Hi, I’m Kate - a physiotherapist and sports scientist with a PhD focused on strength training in endurance athletes. Distance Dr grew from my work at the intersection of research, clinical practice and lived experience in endurance sport. My doctoral research examined how concurrent strength and endurance training influences cycling and running economy in long-distance triathletes, and that work led to a series of peer-reviewed publications in journals including the International Journal of Sport Physiology and Performance, the Journal of Strength and Conditioning Research and Strength and Conditioning Journal. I have also contributed chapters to major strength and conditioning texts and secured research funding to investigate footwear and physiology in female distance runners.

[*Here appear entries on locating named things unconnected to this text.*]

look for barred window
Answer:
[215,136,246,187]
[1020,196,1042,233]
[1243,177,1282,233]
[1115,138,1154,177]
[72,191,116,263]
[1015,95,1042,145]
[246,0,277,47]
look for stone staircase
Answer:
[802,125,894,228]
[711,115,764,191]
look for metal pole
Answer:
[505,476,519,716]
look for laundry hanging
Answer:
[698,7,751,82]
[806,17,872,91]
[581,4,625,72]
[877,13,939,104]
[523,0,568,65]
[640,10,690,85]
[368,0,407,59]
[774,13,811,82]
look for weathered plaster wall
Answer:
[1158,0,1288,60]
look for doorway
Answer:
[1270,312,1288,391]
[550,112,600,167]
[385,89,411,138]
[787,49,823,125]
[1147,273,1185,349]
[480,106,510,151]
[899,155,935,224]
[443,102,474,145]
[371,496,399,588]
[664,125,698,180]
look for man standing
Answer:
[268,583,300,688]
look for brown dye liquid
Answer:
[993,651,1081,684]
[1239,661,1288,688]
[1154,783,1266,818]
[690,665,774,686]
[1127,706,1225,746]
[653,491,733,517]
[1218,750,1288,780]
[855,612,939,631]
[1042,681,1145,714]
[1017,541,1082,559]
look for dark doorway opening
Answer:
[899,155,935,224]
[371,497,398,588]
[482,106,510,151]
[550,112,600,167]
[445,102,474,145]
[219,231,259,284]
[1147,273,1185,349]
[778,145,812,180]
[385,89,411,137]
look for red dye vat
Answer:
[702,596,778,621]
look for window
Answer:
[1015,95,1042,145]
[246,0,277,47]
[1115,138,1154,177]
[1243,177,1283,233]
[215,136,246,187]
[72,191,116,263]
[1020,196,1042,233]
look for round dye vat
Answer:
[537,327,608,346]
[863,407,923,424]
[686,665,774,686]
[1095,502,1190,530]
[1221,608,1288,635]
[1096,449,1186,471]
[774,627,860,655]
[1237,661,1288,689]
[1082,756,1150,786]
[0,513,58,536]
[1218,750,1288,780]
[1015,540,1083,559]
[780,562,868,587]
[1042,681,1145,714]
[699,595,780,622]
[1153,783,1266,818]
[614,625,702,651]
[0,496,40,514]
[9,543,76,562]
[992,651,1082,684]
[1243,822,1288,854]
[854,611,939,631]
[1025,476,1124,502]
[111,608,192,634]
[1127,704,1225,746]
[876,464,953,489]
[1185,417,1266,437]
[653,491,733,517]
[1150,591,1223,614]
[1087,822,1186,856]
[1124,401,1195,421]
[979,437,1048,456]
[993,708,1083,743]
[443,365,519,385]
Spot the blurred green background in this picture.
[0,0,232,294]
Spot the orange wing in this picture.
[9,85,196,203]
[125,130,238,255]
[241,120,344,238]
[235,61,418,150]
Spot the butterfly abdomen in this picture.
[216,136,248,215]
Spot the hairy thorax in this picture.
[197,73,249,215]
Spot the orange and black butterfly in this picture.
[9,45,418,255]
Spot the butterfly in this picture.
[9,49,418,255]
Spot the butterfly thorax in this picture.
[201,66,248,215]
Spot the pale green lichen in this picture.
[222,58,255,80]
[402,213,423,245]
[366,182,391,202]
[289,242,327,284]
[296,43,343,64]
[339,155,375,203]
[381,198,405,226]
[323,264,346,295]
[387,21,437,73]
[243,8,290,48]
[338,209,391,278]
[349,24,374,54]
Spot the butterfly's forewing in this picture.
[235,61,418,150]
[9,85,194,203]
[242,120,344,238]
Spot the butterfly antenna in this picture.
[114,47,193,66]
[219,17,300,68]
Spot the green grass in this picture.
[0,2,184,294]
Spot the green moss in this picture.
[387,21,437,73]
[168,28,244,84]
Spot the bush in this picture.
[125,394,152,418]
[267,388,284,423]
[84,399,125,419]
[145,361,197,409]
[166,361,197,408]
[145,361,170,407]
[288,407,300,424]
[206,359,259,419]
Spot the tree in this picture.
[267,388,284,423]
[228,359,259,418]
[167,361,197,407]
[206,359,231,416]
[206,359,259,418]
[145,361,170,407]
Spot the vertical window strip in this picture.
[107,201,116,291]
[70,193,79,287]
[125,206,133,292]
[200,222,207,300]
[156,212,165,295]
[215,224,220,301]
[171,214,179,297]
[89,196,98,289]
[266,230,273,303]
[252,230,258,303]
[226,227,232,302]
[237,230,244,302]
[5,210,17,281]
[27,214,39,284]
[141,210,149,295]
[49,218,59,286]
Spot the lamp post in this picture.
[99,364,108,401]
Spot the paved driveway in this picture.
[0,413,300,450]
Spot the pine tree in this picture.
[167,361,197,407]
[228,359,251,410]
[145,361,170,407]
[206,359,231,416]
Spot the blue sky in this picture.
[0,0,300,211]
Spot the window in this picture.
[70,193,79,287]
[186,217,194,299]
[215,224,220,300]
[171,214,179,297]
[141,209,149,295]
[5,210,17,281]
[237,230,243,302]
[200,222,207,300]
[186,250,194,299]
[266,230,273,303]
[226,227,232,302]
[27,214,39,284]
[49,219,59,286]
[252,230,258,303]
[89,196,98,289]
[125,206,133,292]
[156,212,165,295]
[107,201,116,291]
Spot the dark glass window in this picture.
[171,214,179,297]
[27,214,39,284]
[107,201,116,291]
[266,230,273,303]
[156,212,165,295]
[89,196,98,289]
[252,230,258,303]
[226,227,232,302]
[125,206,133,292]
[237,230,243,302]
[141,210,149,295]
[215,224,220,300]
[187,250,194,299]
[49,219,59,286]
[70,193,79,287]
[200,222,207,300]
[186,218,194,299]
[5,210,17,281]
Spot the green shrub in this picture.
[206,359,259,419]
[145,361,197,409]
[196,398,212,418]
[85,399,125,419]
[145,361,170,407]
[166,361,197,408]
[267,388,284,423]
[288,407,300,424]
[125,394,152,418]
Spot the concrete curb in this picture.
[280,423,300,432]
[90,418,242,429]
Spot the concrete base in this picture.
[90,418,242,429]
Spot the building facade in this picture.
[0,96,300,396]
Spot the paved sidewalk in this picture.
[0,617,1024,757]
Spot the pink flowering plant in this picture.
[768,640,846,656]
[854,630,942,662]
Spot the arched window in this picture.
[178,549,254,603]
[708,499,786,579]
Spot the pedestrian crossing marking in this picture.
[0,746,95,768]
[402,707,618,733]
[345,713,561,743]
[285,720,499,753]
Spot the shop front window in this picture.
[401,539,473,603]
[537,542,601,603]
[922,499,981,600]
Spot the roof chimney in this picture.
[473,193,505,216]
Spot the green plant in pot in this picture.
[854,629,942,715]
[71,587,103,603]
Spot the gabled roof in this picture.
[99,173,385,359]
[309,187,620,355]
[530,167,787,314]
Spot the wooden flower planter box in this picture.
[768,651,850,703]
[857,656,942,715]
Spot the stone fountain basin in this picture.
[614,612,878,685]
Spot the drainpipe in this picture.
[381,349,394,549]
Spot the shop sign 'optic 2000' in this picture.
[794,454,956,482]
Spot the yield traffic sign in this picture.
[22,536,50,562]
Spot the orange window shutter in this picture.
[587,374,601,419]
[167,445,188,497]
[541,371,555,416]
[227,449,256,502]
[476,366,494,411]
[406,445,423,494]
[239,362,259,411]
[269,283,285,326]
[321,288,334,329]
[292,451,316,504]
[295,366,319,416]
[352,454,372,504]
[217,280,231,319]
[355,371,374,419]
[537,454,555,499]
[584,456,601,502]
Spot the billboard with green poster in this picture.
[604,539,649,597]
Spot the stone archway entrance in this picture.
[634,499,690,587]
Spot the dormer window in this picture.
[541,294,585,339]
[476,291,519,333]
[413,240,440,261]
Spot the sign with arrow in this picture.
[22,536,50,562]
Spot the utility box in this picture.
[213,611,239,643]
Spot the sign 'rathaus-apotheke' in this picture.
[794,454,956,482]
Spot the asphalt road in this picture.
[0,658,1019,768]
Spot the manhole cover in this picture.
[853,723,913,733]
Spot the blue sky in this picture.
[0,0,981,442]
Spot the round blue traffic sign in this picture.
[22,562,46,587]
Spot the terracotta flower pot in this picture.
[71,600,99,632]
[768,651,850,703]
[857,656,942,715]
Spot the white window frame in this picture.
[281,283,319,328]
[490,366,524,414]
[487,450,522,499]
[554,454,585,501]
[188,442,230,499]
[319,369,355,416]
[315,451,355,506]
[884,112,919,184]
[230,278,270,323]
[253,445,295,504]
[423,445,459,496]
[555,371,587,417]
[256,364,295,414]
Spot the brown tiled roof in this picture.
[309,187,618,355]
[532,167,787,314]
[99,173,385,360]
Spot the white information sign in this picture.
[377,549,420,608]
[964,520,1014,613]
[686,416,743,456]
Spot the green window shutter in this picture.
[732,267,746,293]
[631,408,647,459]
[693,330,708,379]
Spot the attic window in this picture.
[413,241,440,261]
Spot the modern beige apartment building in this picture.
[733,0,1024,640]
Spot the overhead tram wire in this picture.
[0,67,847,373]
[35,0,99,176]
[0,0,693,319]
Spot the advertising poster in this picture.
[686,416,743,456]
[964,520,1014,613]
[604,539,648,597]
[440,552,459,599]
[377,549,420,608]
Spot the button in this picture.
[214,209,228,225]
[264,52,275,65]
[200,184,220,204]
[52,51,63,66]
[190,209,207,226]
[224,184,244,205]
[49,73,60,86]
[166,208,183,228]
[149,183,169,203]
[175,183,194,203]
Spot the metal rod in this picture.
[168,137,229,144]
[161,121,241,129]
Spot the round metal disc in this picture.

Over the past decade I have worked clinically and academically within endurance sport. I have co-founded performance clinics, led musculoskeletal and performance assessments, conducted lactate threshold, VO₂max and economy testing, and designed strength and rehabilitation programs for athletes ranging from recreational competitors to Olympians. I collaborate closely with sports physicians, surgeons and coaches, and I have spent many years lecturing at university level, supervising research students and coordinating units across physiotherapy and exercise science.

What continues to shape my perspective is the space between controlled research and real training environments. Laboratory findings are useful, but they are always bound by specific cohorts, protocols and assumptions. Athletes, on the other hand, train within careers, families, injuries, ambitions and time constraints. Bridging that gap requires interpretation and judgement rather than simple rule following. It requires being comfortable saying “it depends” and then explaining precisely what it depends on.

Distance Dr developed from that tension. It is a platform where I examine endurance training questions carefully, translate research without overstating it, and apply physiology with context. I am interested in durable performance and in helping athletes make decisions they can sustain for years rather than weeks.

I live in Busselton in Western Australia with my family and remain actively involved in the endurance community. I train, race and coach within the same ecosystem I research and teach in, which keeps the work grounded in reality. Much of my thinking happens on early morning rides along the coast or during strength sessions that sit between school runs and clinic hours. Sport, for me, is both professional and personal, and that overlap informs how I approach everything I do.